The other day I was debugging a really nasty bug that happens only in our iOS app. I was really frustrated because I couldn’t figure out why it happens. Everything looks good when debugging the iOS code, but for some reason – the server failed to deserialize the request body. I freaked out – nothing I tried seems to solve the issue. If only there was an easy way to view the actual request and response, maybe I could understand what the issue was…
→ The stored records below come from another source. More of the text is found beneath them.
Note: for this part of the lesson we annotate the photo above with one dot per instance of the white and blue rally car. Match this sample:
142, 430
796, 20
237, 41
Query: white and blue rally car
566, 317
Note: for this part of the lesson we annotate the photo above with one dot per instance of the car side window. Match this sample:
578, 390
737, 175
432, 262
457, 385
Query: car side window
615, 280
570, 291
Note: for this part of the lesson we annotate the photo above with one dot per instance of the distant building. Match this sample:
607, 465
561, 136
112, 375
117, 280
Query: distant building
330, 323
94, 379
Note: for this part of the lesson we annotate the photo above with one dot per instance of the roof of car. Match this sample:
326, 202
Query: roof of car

This is where a proxy comes in handy: A proxy can inspect the traffic and print it an easy to understand manner. There are a lot of available proxies you can use (like Charles (commercial) or Fidler), but OWASP Zaproxy (Zap) is the best open source proxy that I know. Let’s see how easy it is to set it up:
Step 1 – Install Zap’s Root CA Certificate
Installing the root CA certificate on our iOS device is required in order to allow Zap to inspect HTTPS traffic – by acting as a TLS termination proxy. To install it, start by exporting the root CA from Zap. Go to Zap, and click Tools -> Options -> Dynamic SSL Certificates to open this menu:
Click the little save button, and choose where to save the certificate. Now it’s time to import it – this is a simple as dragging the certificate file and dropping it inside the simulator. Once you drop the certificate, a new Safari window will appear:
Press allow – only because you know what is this certificate. Careful before doing something similar on your personal phone, or with a certificate that you’re not trusting! Now you should see the following window:
Press the install button, and again on the install button in the next window – and we’re almost done! Now it’s important to activate the certificate – otherwise, it will not be trusted by iOS. Go to Settings -> General -> About -> Certificate Trust Settings:
Press the little switch button near “OWASP Zed Attack Proxy Root CA”. Doing so will show another dialog box. Press continue – and now you’re done! From now, Zap can intercept TLS traffic from an app running on this Simulator 👏🏽 👏🏽
Before moving to the next step – a quick reminder: If you’re app use certificate pinning, the above will not work. Certificate pinning protects your app from someone trying to intercept TLS traffic – and this is why you want it. Make sure to disable it in you’re app code before continue reading!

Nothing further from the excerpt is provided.